Researchers at the University of Chicago have developed an algorithm that they say can forecast the location and rate of crime across a city a week in advance.
The academics acknowledge that crime prediction tools have previously “stirred controversy” about bias and surveillance and say they have taken several steps to mitigate these risks. However, other experts still have concerns about how such tools could be used.
The model divides the city into spatial tiles roughly 1,000 feet across and ‘predicts’ crime within these areas. It was tested and validated using historical data from the City of Chicago around violent and property crime. According to the study published in Nature Human Behavior, the model can predict future crimes one week in advance with around 90 percent accuracy and performed just as well with data from seven other US cities: Atlanta, Austin, Detroit, Los Angeles, Philadelphia, Portland, and San Francisco.

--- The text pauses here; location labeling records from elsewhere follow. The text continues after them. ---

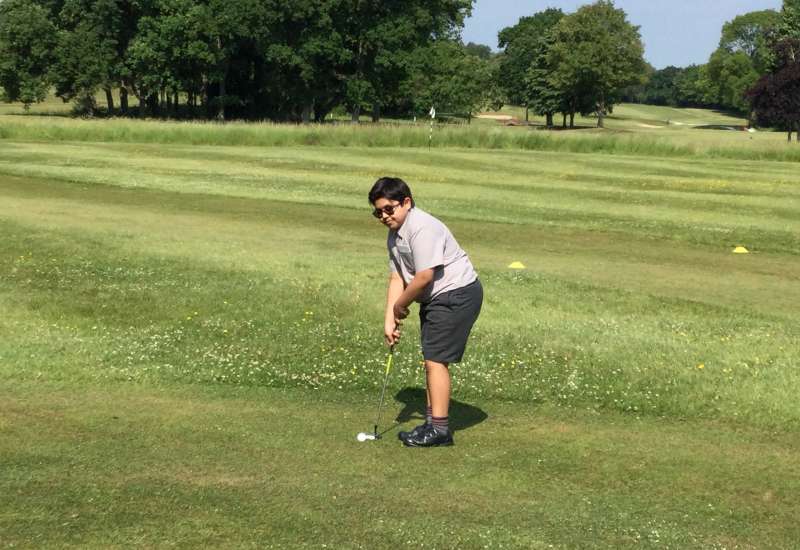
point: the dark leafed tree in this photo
(27, 41)
(446, 76)
(538, 92)
(522, 47)
(775, 98)
(789, 26)
(378, 37)
(750, 34)
(87, 56)
(595, 53)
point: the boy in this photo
(427, 265)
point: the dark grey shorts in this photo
(447, 320)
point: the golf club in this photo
(363, 436)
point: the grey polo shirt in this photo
(423, 242)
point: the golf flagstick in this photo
(383, 391)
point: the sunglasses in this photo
(388, 210)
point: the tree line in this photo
(298, 60)
(295, 60)
(754, 72)
(254, 59)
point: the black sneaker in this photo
(413, 433)
(429, 437)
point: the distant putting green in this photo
(191, 341)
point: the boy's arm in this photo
(417, 285)
(391, 328)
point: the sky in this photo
(674, 32)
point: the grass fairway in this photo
(191, 341)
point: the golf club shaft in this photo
(383, 391)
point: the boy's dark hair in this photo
(393, 189)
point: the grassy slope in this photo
(179, 265)
(120, 466)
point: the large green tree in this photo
(776, 96)
(595, 53)
(379, 37)
(27, 42)
(446, 76)
(523, 45)
(87, 55)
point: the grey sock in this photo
(441, 424)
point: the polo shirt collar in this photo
(404, 229)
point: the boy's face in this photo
(392, 213)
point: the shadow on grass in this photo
(462, 415)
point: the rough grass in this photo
(631, 285)
(190, 340)
(625, 140)
(116, 466)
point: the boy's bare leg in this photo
(438, 382)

It can predict, for example, within a two-block radius where there is a high risk of a homicide in a week’s time, Ishanu Chattopadhyay, Assistant Professor of Medicine at UChicago and senior author of the study, told capitaltribunenews.com.

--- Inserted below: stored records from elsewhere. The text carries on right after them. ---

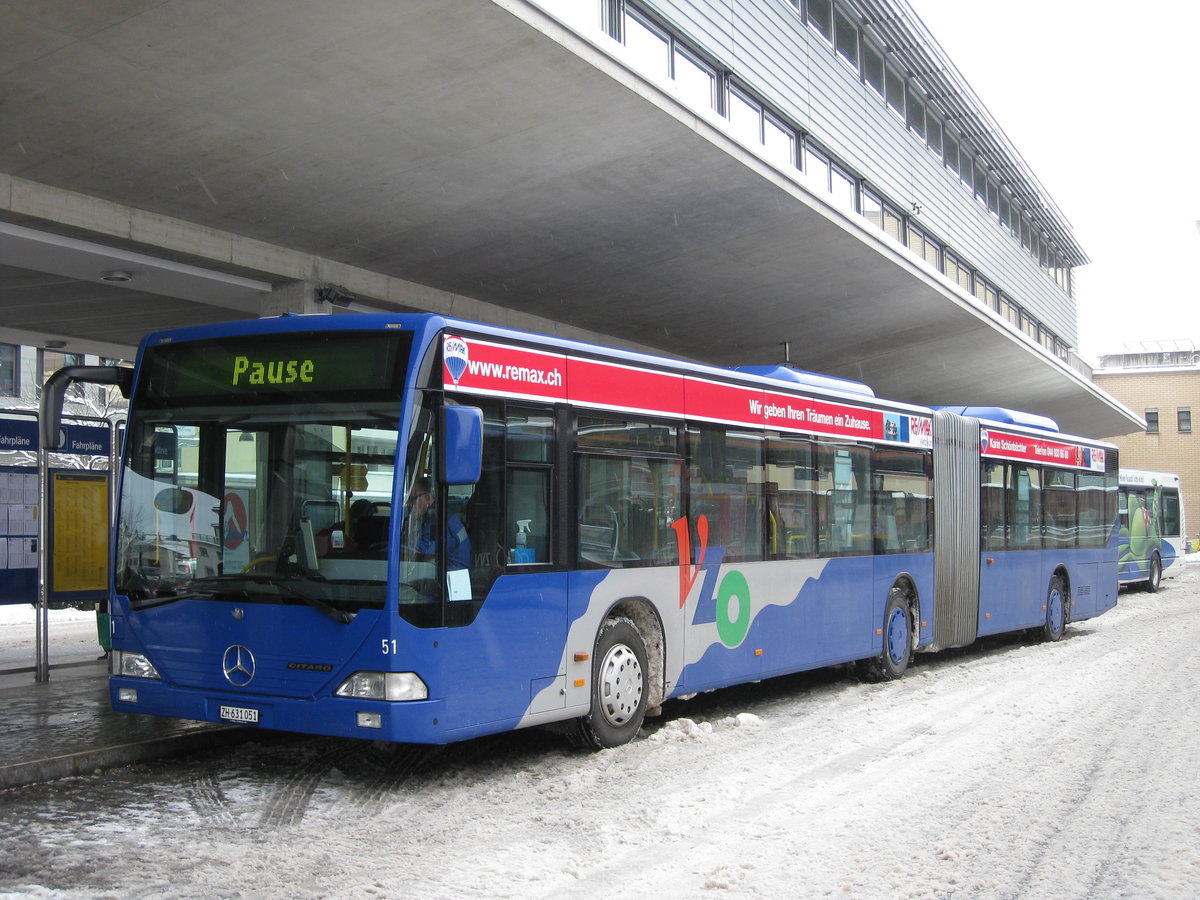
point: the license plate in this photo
(243, 715)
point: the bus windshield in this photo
(261, 492)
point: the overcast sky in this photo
(1103, 106)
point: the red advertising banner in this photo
(1007, 445)
(501, 370)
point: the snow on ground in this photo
(1012, 769)
(71, 636)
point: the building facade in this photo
(856, 100)
(1163, 385)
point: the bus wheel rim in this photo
(1056, 610)
(898, 635)
(621, 684)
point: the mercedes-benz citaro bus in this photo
(423, 529)
(1152, 531)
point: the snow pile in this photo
(1012, 769)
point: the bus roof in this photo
(1006, 417)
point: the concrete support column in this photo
(299, 297)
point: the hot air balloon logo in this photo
(455, 357)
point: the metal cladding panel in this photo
(796, 71)
(957, 531)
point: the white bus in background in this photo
(1152, 531)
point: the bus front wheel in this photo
(618, 687)
(897, 653)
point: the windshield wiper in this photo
(143, 600)
(317, 604)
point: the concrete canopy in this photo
(475, 148)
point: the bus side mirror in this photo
(55, 390)
(462, 444)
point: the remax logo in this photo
(455, 357)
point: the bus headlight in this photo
(384, 685)
(133, 665)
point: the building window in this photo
(779, 141)
(916, 111)
(847, 39)
(873, 208)
(696, 82)
(873, 67)
(821, 17)
(893, 89)
(841, 186)
(10, 357)
(649, 46)
(951, 151)
(816, 168)
(893, 222)
(934, 126)
(745, 117)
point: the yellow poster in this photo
(79, 543)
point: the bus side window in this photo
(529, 456)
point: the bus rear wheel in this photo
(618, 687)
(1156, 573)
(1057, 601)
(897, 653)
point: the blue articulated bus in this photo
(421, 529)
(1153, 537)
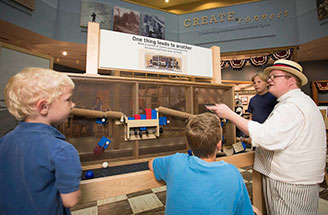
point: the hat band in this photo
(286, 65)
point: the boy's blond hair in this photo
(32, 84)
(261, 75)
(203, 134)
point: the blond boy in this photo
(40, 172)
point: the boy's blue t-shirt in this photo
(36, 165)
(195, 186)
(260, 106)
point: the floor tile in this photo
(241, 170)
(156, 211)
(144, 203)
(159, 189)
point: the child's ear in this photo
(42, 106)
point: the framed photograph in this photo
(126, 21)
(153, 26)
(93, 11)
(244, 100)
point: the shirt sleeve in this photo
(161, 167)
(68, 169)
(279, 130)
(250, 107)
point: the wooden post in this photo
(216, 61)
(93, 48)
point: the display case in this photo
(132, 96)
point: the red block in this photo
(148, 113)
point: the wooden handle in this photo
(171, 112)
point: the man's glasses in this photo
(272, 77)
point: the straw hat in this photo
(290, 67)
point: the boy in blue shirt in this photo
(40, 172)
(199, 184)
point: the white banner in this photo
(139, 53)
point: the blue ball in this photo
(89, 174)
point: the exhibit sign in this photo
(138, 53)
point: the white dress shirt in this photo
(291, 143)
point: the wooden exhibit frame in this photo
(106, 187)
(93, 49)
(229, 134)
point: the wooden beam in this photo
(93, 39)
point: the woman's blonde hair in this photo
(32, 84)
(261, 75)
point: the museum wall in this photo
(60, 19)
(234, 28)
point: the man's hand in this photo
(221, 110)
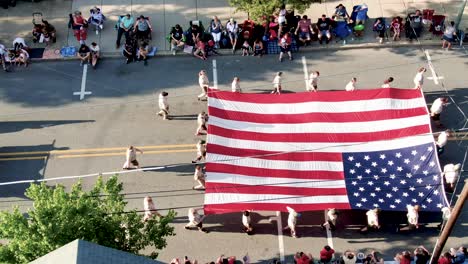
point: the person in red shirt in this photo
(326, 254)
(302, 258)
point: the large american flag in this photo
(313, 151)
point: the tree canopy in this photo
(59, 217)
(259, 8)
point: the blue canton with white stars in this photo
(393, 179)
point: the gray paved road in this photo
(38, 112)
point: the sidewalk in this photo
(17, 21)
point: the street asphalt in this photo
(63, 136)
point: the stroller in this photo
(438, 25)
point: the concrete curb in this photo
(227, 52)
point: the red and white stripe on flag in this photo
(267, 151)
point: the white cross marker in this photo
(83, 91)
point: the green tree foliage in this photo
(258, 8)
(59, 217)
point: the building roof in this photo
(84, 252)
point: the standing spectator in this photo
(340, 13)
(332, 216)
(292, 220)
(200, 49)
(459, 256)
(245, 48)
(313, 81)
(445, 259)
(422, 255)
(451, 174)
(97, 19)
(324, 26)
(442, 141)
(380, 28)
(125, 26)
(131, 161)
(163, 105)
(419, 78)
(216, 29)
(326, 254)
(203, 82)
(396, 28)
(258, 47)
(84, 54)
(143, 28)
(351, 86)
(95, 54)
(373, 218)
(246, 222)
(195, 220)
(143, 52)
(387, 82)
(449, 35)
(285, 46)
(436, 109)
(302, 258)
(235, 85)
(150, 209)
(282, 18)
(201, 151)
(305, 28)
(277, 83)
(177, 35)
(202, 118)
(413, 216)
(199, 177)
(79, 26)
(349, 257)
(416, 25)
(232, 29)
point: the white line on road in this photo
(306, 73)
(280, 235)
(215, 75)
(83, 91)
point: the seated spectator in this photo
(177, 38)
(200, 49)
(22, 57)
(19, 43)
(324, 26)
(143, 51)
(403, 257)
(341, 14)
(459, 256)
(302, 258)
(258, 48)
(326, 254)
(143, 28)
(84, 53)
(304, 28)
(380, 28)
(216, 29)
(445, 259)
(449, 35)
(416, 25)
(95, 54)
(232, 30)
(421, 255)
(97, 19)
(349, 257)
(396, 27)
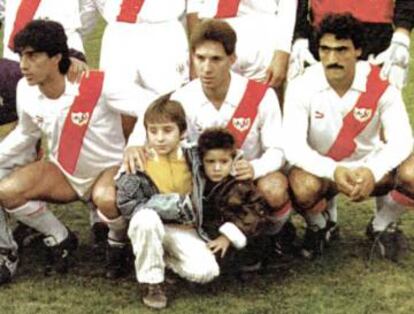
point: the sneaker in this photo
(390, 243)
(25, 235)
(116, 261)
(99, 235)
(60, 255)
(314, 242)
(154, 296)
(8, 265)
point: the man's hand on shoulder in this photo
(219, 244)
(243, 170)
(277, 70)
(77, 69)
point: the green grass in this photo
(341, 282)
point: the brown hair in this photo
(163, 109)
(214, 30)
(216, 138)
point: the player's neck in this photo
(218, 95)
(54, 86)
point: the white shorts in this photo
(154, 56)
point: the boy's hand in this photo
(134, 159)
(244, 170)
(221, 243)
(76, 70)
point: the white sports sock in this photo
(36, 215)
(388, 211)
(332, 210)
(117, 234)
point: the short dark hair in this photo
(44, 36)
(343, 26)
(216, 138)
(214, 30)
(163, 109)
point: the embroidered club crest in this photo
(80, 118)
(362, 114)
(241, 124)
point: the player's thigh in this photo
(39, 180)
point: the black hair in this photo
(214, 30)
(216, 138)
(44, 36)
(343, 26)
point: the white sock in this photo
(94, 217)
(117, 234)
(317, 219)
(36, 215)
(388, 211)
(332, 210)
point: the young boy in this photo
(172, 170)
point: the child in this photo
(171, 171)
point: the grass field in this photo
(341, 282)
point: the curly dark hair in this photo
(216, 138)
(163, 109)
(44, 36)
(214, 30)
(343, 26)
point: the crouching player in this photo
(333, 120)
(170, 168)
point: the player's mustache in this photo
(334, 66)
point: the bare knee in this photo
(307, 189)
(405, 175)
(104, 197)
(10, 197)
(274, 188)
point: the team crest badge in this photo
(241, 124)
(80, 118)
(362, 114)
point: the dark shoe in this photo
(283, 243)
(8, 265)
(60, 256)
(314, 242)
(390, 243)
(25, 235)
(154, 296)
(117, 261)
(99, 235)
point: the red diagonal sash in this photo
(25, 13)
(227, 8)
(77, 120)
(359, 117)
(245, 114)
(130, 10)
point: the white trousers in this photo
(157, 246)
(154, 56)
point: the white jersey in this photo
(314, 116)
(262, 27)
(65, 12)
(262, 145)
(152, 11)
(103, 142)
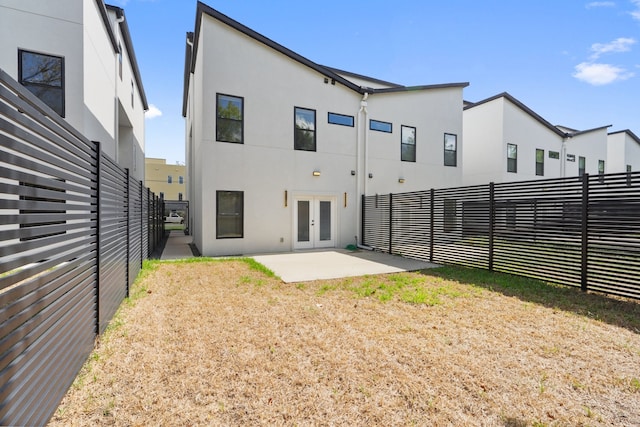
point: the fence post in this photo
(98, 232)
(431, 219)
(492, 221)
(585, 231)
(363, 218)
(390, 223)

Chattopadhyay said the tool shouldn’t be compared to Minority Report, a science fiction short story and film set in the future where people are arrested for crimes that haven’t been committed yet.
“We do not focus on predicting individual behaviour,” he said.

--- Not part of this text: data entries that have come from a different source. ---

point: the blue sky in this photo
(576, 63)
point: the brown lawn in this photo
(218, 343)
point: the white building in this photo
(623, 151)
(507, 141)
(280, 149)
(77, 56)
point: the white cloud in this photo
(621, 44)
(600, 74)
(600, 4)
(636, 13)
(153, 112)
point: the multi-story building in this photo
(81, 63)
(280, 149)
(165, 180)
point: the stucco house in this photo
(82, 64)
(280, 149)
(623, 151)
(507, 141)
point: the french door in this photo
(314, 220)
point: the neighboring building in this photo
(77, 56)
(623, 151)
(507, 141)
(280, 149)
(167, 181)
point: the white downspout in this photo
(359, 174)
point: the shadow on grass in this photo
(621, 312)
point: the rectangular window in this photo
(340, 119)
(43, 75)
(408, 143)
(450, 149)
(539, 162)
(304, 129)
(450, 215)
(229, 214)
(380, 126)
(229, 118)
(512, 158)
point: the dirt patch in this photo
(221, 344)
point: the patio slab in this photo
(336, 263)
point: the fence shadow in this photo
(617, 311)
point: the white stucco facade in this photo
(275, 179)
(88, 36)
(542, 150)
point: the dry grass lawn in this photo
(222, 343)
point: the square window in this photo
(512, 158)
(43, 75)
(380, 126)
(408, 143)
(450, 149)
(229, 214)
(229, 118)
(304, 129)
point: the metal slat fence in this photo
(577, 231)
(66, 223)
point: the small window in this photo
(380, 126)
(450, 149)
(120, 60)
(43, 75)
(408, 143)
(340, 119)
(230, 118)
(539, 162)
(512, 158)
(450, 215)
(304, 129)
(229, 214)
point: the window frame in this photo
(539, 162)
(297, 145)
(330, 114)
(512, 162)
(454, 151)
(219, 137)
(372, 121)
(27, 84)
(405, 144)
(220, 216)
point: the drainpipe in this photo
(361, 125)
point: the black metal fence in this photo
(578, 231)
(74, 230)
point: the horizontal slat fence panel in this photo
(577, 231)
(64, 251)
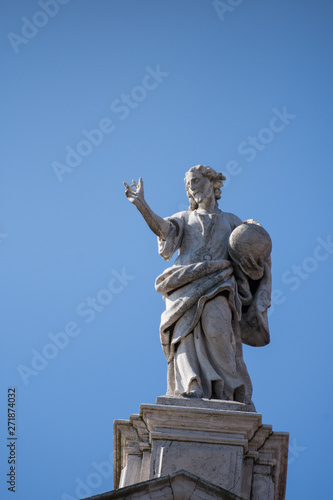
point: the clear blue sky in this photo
(169, 84)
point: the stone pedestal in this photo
(220, 442)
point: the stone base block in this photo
(215, 440)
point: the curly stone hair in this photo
(216, 178)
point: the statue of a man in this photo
(214, 302)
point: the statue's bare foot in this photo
(194, 392)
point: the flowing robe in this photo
(202, 271)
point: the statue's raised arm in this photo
(135, 194)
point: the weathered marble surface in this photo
(178, 486)
(216, 293)
(231, 449)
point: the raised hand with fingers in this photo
(135, 195)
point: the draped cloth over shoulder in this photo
(202, 271)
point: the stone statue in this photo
(217, 292)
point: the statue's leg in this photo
(220, 340)
(186, 369)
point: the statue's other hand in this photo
(134, 192)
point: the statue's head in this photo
(216, 179)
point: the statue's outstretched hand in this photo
(135, 195)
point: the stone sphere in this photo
(247, 241)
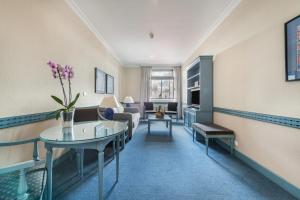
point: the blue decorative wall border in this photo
(274, 119)
(7, 122)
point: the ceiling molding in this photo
(226, 12)
(91, 27)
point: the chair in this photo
(172, 109)
(148, 108)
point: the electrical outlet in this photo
(236, 143)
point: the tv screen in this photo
(195, 97)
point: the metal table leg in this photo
(117, 158)
(170, 128)
(100, 172)
(206, 143)
(80, 157)
(49, 165)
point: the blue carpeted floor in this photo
(155, 167)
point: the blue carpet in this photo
(155, 167)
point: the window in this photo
(162, 84)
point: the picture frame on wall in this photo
(100, 81)
(109, 84)
(292, 49)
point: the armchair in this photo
(131, 114)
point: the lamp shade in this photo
(128, 99)
(110, 102)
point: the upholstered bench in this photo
(209, 131)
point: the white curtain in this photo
(145, 85)
(178, 89)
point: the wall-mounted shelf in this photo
(193, 76)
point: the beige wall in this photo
(131, 82)
(31, 33)
(249, 75)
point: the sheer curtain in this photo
(145, 85)
(178, 89)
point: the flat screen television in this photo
(195, 97)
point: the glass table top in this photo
(153, 117)
(84, 131)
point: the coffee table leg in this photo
(170, 128)
(49, 165)
(100, 172)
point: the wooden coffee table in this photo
(166, 118)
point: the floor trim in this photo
(292, 189)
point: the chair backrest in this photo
(148, 106)
(109, 114)
(86, 114)
(172, 106)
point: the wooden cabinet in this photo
(199, 92)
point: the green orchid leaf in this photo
(58, 100)
(73, 102)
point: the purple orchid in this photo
(63, 73)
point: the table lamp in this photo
(109, 102)
(128, 100)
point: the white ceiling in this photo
(179, 26)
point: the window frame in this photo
(161, 79)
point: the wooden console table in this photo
(209, 131)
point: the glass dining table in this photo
(85, 135)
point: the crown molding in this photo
(226, 12)
(91, 27)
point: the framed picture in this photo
(292, 49)
(100, 81)
(109, 84)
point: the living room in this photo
(153, 99)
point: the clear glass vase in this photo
(68, 118)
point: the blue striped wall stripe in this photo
(274, 119)
(8, 122)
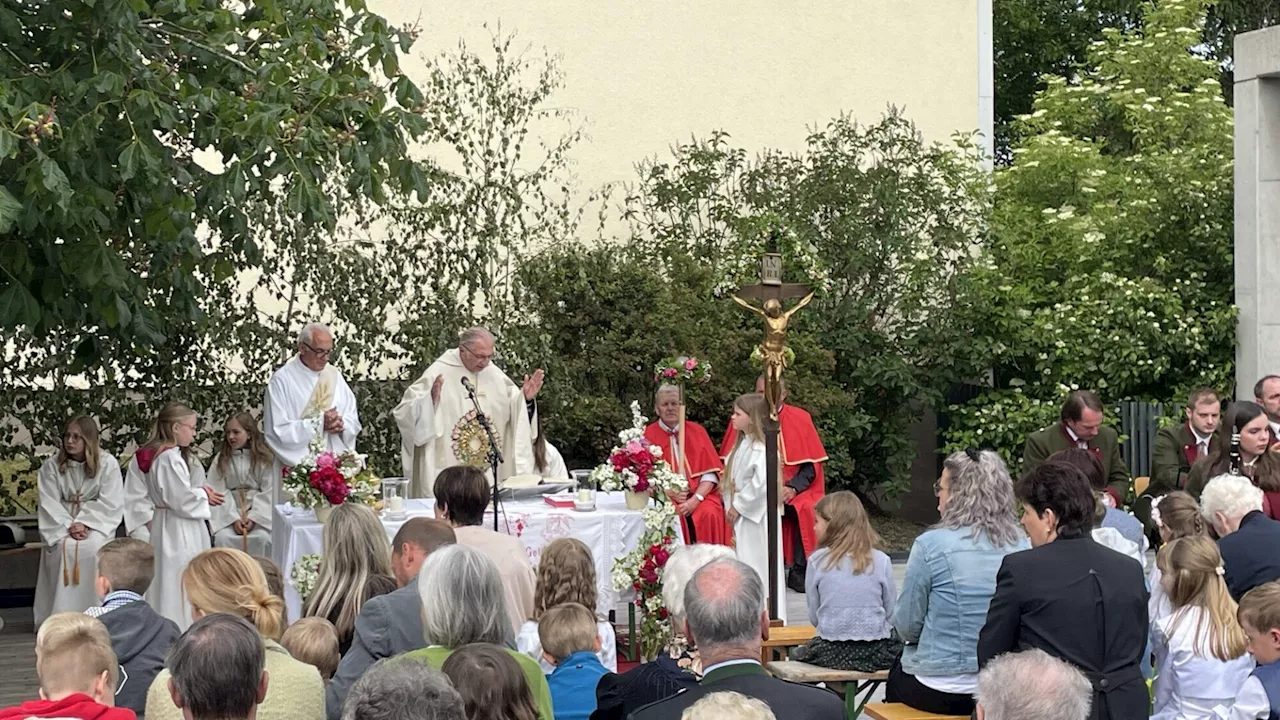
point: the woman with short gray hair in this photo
(950, 580)
(464, 602)
(677, 666)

Previous crime prediction initiatives have been controversial, such as a now-abandoned programme in Chicago that rated tens of thousands of residents on who was most likely to be caught up in violence, either as a victim or criminal.
The team stresses that their approach differs from other efforts which depict crime as emerging in “hotspots” that spread to surrounding areas. They argue that these tools miss out on the complex social environment of cities, and don’t consider the relationship between crime and the effects of police enforcement.
The tool can also be used to audit bias. The researchers studied the police response to crime by analysing the number of arrests following incidents and comparing those rates among neighbourhoods with different socioeconomic status. They saw that crime in wealthier areas resulted in more arrests than in poorer neighbourhoods.
According to Chattopadhyay, the open nature of the model further sets it apart. “The data is public, the algorithm is open source, and consequently the results may be replicated by anyone with access to a moderately powerful computing setup,” he says.
Machine learning algorithms often need “features” as inputs, which are determined by data science or domain experts. The new algorithm has no requirement for this human input as it processes the raw event logs directly.
“This might be seen as a step towards democratisation of AI: there are no hidden inputs, no data annotations that are privy to the ‘authorities’, and no one is sitting down and keying in parameters that would then be used to define and identify bad or ‘at risk’ behaviours,” said Chattopadhyay.
“That does not mean we have eliminated potential bias,” he added. “The data might have bias built in. For example, over-policing disadvantaged communities will falsely elevate the relative crime rate, and the inference algorithm will not be able to tell. So we have to be careful how this, and such similar tools, are used.
“We must leverage this technology to help communities, to recognise biases where they exist, and move towards a better society, not flood disadvantaged communities with more enforcement.”
However, others point out that the creators of algorithms have little control over how they’re used in practice.
Vincent M. Southerland, an Assistant Professor of Clinical Law and Co-Faculty Director of the Center on Race, Inequality and the Law at NYU School of Law, told capitaltribunenews.com: “I don’t envision police departments using this tool to figure out ways to allocate resources that actually address the underlying problems which lead to people’s involvement in the criminal legal system.
“I certainly see it being used to figure out where to deploy police resources. And in that vein, I think it’s going to contribute to the same type of over-policing as we’ve seen in communities of colour, historically across the board.”
He said such tools can “cast a net of suspicion” over everyone in an area as a potential criminal.
Emily Bender, Professor of Linguistics at the University of Washington, posted a Twitter thread critiquing the research, including questioning why crimes such as wage theft, financial fraud and environmental violations receive less attention.
Chattopadhyay said: “We are being cautious on deployment given the many, many unintended consequences that such technology might have. But the tool itself is pretty complete and can be deployed quickly.
“We are putting together the best avenue for that, but we might see some deployments of this tool within a year.”